It’s a ludicrous and depressing distraction, but fortunately as this ethereally-mongered fear falls to earth it is finding itself slowly overgrown by green shoots. Life remains challenging but there are signs of spring, at least metaphorically.
Take last weekend’s RIAS International Convention, which took as it its theme ‘BIG World, WEE Scotland’. The event grew in the telling, culminating in a warmly barbed poetic contribution from the Scots Makar, Liz Lochhead. There were examples of positive projects and programmes from Europe and the UK, with the transformation of Copenhagen into a people-friendly city a particular inspiration to all who gathered.
Case studies from our close neighbours, Norway, Denmark and the Netherlands suggested they are all big enough, wealthy enough and smart enough not only to take care of themselves but to prosper as modern societies.
My own case studies included Tomintoul & Glenlivet, where the communities are rapidly rediscovering themselves. Their recently adopted Regeneration Strategy bridges the urban and rural divide by co-ordinating action across the historic planned village of Tomintoul, the dispersed rural settlement of Glenlivet and a thinly populated 200km2 rural catchment. Its scope extends well beyond large-scale habitat and landscape focused approaches such as RSPB’s Futurescapes and SWT’s Living Landscapes by also focusing on people, communities and place.

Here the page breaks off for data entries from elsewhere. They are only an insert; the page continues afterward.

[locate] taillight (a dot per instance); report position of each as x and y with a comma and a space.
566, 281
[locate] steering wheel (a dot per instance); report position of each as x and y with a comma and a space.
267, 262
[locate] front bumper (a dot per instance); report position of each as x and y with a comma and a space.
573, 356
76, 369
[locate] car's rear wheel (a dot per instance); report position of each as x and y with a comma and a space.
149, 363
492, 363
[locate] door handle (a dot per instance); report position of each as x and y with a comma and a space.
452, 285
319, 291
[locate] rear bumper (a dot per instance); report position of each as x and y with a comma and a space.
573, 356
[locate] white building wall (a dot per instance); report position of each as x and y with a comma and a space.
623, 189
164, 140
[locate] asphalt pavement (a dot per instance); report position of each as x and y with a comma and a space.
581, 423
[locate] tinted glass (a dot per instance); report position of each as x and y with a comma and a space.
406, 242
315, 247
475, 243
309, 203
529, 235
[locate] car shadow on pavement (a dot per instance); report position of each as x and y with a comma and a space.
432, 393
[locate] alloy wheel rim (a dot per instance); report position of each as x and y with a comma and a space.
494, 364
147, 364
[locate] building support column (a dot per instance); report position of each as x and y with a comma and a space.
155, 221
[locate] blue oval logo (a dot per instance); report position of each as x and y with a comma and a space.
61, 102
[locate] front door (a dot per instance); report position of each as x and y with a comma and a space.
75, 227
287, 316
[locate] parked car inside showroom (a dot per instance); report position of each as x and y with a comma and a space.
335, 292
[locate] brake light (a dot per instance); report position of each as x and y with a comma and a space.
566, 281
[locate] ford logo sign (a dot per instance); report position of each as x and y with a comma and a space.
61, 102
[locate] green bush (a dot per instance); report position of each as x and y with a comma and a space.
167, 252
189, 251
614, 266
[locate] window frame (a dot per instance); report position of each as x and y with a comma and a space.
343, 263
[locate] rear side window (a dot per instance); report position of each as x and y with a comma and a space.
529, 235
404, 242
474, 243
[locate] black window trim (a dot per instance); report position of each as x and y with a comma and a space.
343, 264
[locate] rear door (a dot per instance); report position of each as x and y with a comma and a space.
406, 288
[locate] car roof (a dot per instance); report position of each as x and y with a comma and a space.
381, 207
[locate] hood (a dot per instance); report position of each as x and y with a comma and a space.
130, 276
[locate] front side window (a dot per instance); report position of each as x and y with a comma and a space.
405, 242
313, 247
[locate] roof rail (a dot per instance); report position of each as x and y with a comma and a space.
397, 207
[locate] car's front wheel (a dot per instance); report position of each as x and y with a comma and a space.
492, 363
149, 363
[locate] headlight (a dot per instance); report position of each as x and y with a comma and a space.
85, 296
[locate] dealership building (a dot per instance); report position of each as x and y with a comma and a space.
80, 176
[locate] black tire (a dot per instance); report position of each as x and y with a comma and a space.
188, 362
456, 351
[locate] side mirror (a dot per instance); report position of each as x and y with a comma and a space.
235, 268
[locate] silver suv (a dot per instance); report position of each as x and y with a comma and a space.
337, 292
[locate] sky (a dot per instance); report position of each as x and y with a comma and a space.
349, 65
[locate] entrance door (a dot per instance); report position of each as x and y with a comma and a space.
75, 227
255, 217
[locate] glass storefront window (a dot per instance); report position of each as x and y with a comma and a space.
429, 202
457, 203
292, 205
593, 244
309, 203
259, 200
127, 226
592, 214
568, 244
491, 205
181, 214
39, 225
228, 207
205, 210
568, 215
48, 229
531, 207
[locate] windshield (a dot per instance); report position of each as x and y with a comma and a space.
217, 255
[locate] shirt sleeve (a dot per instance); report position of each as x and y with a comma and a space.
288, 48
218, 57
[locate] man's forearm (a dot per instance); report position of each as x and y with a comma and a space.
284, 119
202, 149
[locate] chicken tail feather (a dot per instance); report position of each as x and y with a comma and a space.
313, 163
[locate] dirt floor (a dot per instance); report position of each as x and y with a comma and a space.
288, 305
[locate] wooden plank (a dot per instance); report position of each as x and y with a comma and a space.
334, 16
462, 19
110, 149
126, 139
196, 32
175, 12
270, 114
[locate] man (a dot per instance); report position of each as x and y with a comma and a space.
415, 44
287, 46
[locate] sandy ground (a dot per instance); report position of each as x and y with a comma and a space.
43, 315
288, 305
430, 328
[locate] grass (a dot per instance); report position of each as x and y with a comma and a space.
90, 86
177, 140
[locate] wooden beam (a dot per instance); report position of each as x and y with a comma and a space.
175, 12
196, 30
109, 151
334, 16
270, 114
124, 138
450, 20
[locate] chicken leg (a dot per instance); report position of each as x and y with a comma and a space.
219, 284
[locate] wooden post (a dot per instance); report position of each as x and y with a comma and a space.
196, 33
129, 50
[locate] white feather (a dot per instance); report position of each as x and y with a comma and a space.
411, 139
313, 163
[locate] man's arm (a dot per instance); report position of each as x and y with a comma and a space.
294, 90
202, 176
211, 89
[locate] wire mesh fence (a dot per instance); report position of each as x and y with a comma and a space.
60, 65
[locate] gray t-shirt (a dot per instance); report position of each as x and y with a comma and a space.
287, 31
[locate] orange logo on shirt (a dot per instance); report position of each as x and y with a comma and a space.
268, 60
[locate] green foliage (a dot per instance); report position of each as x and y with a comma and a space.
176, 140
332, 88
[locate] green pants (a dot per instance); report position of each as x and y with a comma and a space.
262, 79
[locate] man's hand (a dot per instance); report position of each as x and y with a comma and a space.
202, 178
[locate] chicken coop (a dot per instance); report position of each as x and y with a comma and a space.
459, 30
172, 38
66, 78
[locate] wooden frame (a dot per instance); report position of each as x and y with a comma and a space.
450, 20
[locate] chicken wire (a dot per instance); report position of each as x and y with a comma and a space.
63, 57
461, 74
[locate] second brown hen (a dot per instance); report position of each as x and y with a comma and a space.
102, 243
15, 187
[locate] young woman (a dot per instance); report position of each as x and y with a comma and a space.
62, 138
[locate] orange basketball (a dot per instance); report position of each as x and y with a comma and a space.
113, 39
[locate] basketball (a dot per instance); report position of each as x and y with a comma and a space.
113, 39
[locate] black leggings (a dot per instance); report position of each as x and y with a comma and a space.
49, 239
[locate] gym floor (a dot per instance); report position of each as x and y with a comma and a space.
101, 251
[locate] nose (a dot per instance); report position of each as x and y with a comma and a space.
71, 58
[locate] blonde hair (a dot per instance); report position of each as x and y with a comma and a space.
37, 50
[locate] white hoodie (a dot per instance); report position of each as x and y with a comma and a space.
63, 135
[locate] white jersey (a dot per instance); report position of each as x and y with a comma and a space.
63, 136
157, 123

A translation of this planner-speak might read, ‘many local people have come together to improve the place they live’. It’s a project which has grown from the ground up, led tentatively then expertly by the community. It attracted exceptionally dynamic and motivated support from the Cairngorms National Park Authority, giving it momentum.
It won backing from the Crown Estate at Glenlivet – the major landowner in the area. Soon, Moray Council, Highlands & Islands Enterprise and Visit Scotland also climbed aboard. A partnership centred on the two local community associations and the area business group has underpinned the Regeneration Strategy.
A previously divided community exposed to long term socio-economic shifts and public service downgrading is rapidly reinventing itself. Membership of a new delivery vehicle – the Tomintoul & Glenlivet Development Trust – already exceeds 25% of the local population.
The area has been selected as one of only 6 community broadband pioneer projects in Scotland. An under-performing Youth Hostel has been taken on by the Trust and renovation is underway. The Crown Estate is on site with a £500,000 Mountain Biking Centre. Gateway public realm and landscaping is proceeding with Cairngorms National Park Authority-secured ‘shovel ready’ Scottish Government funding.
Obviously this alone will not transform Scotland’s economy or society. It won’t register as a case study of ‘BIG World’ significance. However, in its own way, it is a beacon amongst numerous illuminating projects across Scotland, where people and communities are taking a lead in reinvigorating themselves.
As an antidote to our inability to see opportunity, possibility and capability, WEE Scotland has BIG lessons for us all.
“If aw his hums and haws were hams and haggises, the country wad be weel fed!” Liz Lochhead, Mary Queen of Scots Got Her Head Chopped Off, 1987.